ORPHA:276161Classification level: Group of disorders
- Prevalence: Unknown
- Inheritance: Autosomal dominant or Not applicable
- Age of onset: All ages
- ICD-10: D44.8
- OMIM: -
- UMLS: C0027662
- MeSH: -
- GARD: -
- MedDRA: 10061299
The overall prevalence and incidence of MEN are not known. The prevalence of MEN1 is estimated to be approximately 1/10,000 to 1/30,000, while the total prevalence of MEN2 variants is approximately 1/35,000. MEN4 is extremely rare. The incidence of MEN1 has been estimated from random postmortem studies to be 0.25%, and to be 1-18% in patients with primary hyperparathyroidism, 16 to 38% in patients with gastrinomas, and less than 3% in patients with pituitary tumors.
Multiple endocrine neoplasia syndromes can develop in patients of all ages: from infants to elderly patients over 70 years of age. Manifestations vary depending on the affected endocrine glands. There are three types of MEN (multiple endocrine neoplasia types 1, 2, and 4; see these terms) based on the underlying genetic abnormalities, the endocrine glands involved and the clinical manifestations. Each type includes a different combination of pituitary, pancreatic, parathyroid, medullary, thyroid, and adrenal tumors. MEN1 is characterized by parathyroid, pituitary gland, and pancreatic tumors. MEN2 is divided into two subtypes: MEN2A characterized by medullary thyroid carcinoma (see this term) in combination with pheochromocytoma (see this term) and primary mild hyperparathyroidism; and MEN2B (formerly MEN3), a rare form, involving medullary thyroid carcinoma, pheochromocytoma, mucosal ganglioneuromas and marfanoid habitus. MEN4 involves the development of parathyroid and anterior pituitary tumors.

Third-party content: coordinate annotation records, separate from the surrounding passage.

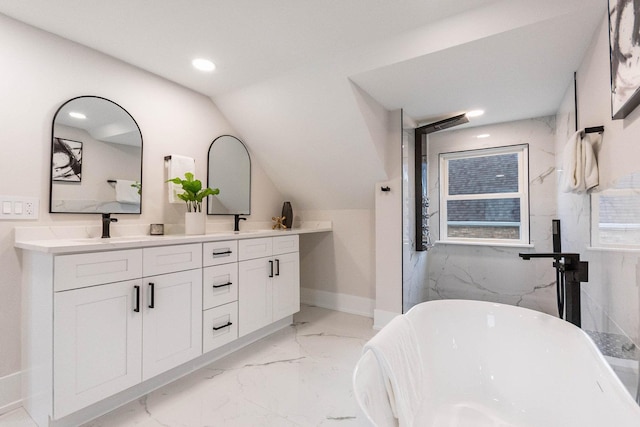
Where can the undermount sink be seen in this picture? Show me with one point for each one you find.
(122, 239)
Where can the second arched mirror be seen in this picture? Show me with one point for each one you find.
(229, 169)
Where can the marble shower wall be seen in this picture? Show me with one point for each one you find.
(496, 273)
(414, 264)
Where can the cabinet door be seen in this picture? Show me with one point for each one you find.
(286, 285)
(254, 294)
(97, 344)
(172, 326)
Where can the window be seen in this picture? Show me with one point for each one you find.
(484, 196)
(615, 215)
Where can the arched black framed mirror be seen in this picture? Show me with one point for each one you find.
(96, 158)
(229, 169)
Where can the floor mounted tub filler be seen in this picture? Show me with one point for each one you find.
(478, 364)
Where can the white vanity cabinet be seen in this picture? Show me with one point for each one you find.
(111, 336)
(107, 322)
(96, 330)
(97, 344)
(269, 281)
(172, 310)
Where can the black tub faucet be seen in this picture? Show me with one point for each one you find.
(106, 224)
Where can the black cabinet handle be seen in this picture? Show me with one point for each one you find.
(222, 327)
(137, 308)
(223, 285)
(221, 253)
(152, 295)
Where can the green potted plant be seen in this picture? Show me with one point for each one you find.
(193, 194)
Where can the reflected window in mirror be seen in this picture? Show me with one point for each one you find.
(96, 158)
(229, 169)
(615, 214)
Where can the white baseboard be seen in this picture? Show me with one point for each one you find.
(381, 318)
(338, 302)
(10, 392)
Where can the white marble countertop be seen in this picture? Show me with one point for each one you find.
(78, 239)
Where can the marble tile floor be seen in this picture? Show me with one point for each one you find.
(299, 376)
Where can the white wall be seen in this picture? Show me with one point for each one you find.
(611, 299)
(496, 273)
(40, 72)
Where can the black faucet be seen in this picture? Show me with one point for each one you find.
(106, 223)
(570, 271)
(236, 222)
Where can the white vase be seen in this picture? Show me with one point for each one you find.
(194, 223)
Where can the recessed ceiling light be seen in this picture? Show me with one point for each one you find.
(203, 64)
(475, 113)
(76, 115)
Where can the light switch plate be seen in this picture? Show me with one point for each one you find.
(18, 207)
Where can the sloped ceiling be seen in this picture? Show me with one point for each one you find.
(308, 84)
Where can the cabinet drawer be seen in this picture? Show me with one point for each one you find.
(285, 244)
(81, 270)
(219, 285)
(216, 253)
(255, 248)
(219, 326)
(167, 259)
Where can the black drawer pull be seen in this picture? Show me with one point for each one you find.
(222, 327)
(223, 285)
(137, 308)
(221, 253)
(152, 295)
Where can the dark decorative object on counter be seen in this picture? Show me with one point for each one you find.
(287, 212)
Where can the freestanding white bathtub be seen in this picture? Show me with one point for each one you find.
(475, 364)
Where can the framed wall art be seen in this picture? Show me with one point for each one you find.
(66, 160)
(624, 42)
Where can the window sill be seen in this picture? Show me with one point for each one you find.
(502, 245)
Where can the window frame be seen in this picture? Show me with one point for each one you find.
(522, 152)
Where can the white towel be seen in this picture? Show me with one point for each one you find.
(580, 165)
(396, 350)
(177, 166)
(125, 193)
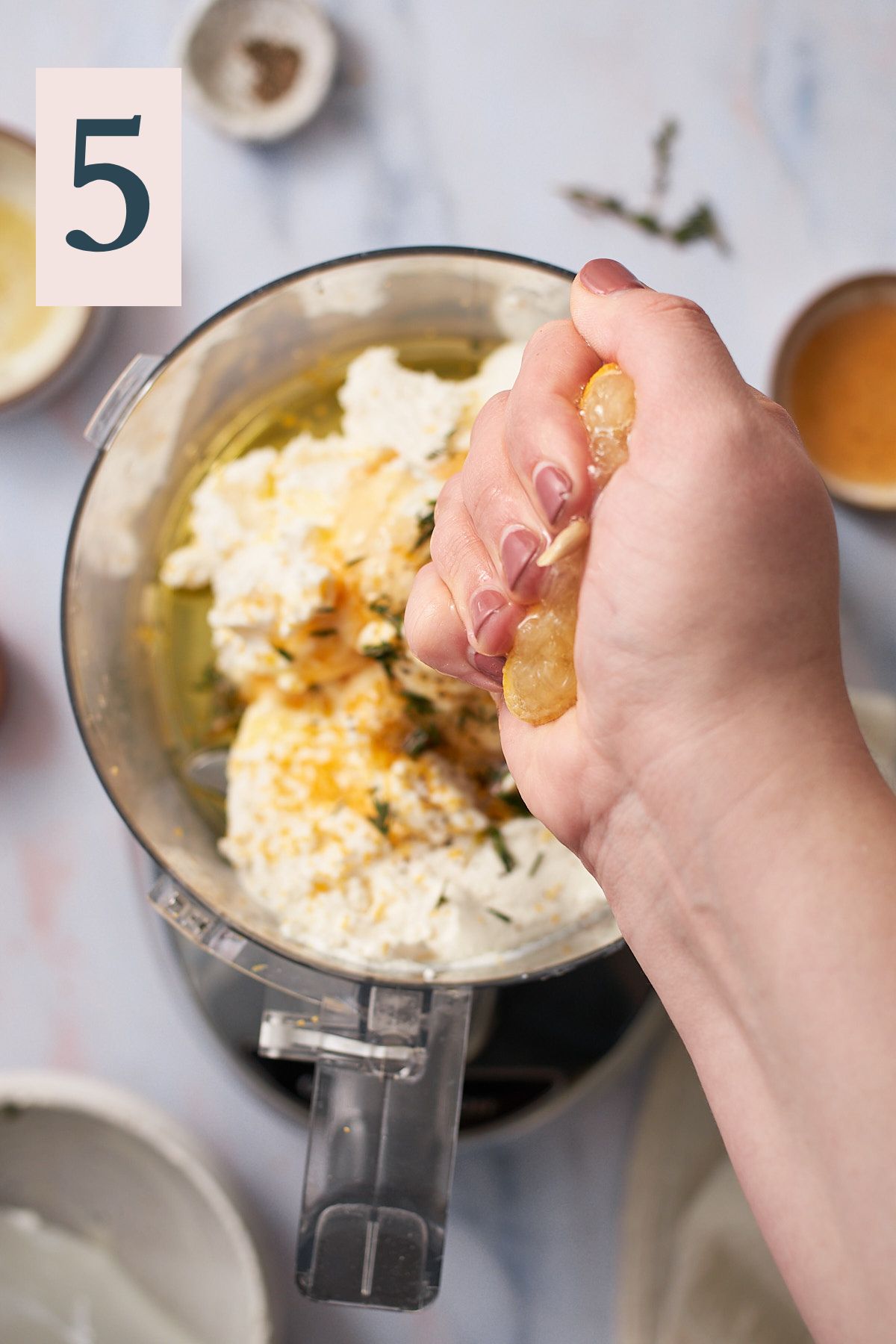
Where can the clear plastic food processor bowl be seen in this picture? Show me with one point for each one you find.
(388, 1048)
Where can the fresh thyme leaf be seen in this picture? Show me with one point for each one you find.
(385, 655)
(649, 223)
(420, 741)
(700, 223)
(425, 523)
(418, 703)
(514, 803)
(381, 816)
(500, 848)
(383, 609)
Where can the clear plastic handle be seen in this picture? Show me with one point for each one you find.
(381, 1154)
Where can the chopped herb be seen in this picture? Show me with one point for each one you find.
(382, 608)
(418, 703)
(385, 655)
(514, 803)
(425, 527)
(699, 223)
(381, 816)
(420, 741)
(500, 848)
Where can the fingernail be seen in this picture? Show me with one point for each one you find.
(553, 487)
(484, 605)
(605, 276)
(489, 667)
(517, 547)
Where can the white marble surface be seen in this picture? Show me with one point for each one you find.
(450, 124)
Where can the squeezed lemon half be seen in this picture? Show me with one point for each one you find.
(539, 673)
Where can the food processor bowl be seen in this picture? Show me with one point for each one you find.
(388, 1042)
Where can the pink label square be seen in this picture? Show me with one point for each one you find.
(114, 240)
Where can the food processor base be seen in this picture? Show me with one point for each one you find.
(534, 1048)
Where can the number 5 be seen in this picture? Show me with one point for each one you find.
(129, 184)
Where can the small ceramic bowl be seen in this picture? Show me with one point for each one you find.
(40, 369)
(108, 1167)
(845, 297)
(258, 69)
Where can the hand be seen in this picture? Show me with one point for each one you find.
(709, 613)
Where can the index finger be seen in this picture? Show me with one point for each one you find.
(544, 436)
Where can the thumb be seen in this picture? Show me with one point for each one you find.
(662, 342)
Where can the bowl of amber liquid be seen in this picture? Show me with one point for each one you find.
(836, 374)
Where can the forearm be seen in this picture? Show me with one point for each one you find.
(768, 924)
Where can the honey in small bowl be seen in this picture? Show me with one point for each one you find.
(836, 376)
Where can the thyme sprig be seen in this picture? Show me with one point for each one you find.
(695, 226)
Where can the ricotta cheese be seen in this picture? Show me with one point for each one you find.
(368, 806)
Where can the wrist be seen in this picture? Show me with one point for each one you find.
(719, 803)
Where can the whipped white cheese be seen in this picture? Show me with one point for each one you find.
(359, 806)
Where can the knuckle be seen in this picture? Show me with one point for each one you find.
(677, 309)
(546, 335)
(450, 547)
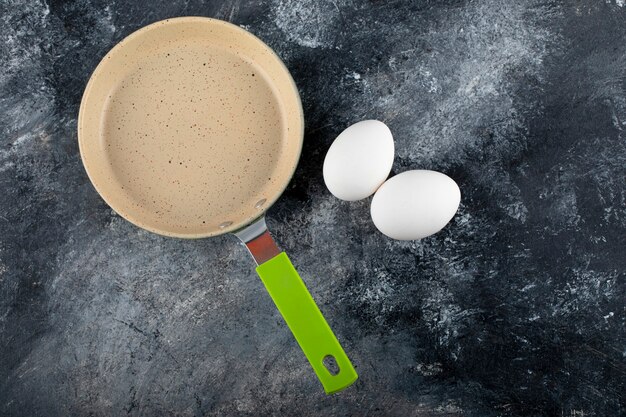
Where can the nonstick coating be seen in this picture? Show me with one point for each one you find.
(190, 127)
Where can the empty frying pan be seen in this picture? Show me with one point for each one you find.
(192, 127)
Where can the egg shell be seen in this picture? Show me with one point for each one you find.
(415, 204)
(359, 160)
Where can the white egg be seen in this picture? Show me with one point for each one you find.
(415, 204)
(359, 160)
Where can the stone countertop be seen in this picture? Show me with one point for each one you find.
(515, 308)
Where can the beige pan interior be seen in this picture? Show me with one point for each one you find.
(190, 127)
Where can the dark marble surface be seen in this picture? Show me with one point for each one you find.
(515, 308)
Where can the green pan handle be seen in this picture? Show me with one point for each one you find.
(306, 323)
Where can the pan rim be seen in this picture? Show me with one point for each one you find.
(136, 220)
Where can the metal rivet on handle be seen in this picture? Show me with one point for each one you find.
(331, 364)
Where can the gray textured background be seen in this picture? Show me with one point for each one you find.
(516, 308)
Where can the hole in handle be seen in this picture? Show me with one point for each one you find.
(331, 364)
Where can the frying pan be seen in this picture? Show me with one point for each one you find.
(192, 127)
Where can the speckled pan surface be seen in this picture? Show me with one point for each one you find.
(190, 127)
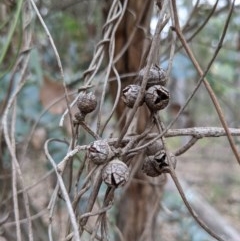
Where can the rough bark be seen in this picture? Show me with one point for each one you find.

MEN1 is caused by inactivating mutations in the MEN1 gene (11q13), and in some patients by mutations in the cyclin-dependent kinase inhibitor genes (CDKN1A, CDKN2B, CDKN2C). MEN2A and MEN2B are due to activating mutations in the RET gene (10q11.2), and MEN4 to inactivating mutations in the CDKN1B gene (12p13.1-p12). Patients with MEN1-like phenotypes (primary hyperparathyroidism associated with various tumors and lesions of the pituitary gland, pancreas, and duodenum) have also been found to have inactivating germline heterozygote mutation in CDKN1B.
MEN follows an autosomal dominant pattern of inheritance and some sporadic cases are reported. First-degree relatives have a 50% risk of developing the disorder, making appropriate genetic counseling very important in affected families. Biochemical and genetic screening may be suggested to family members.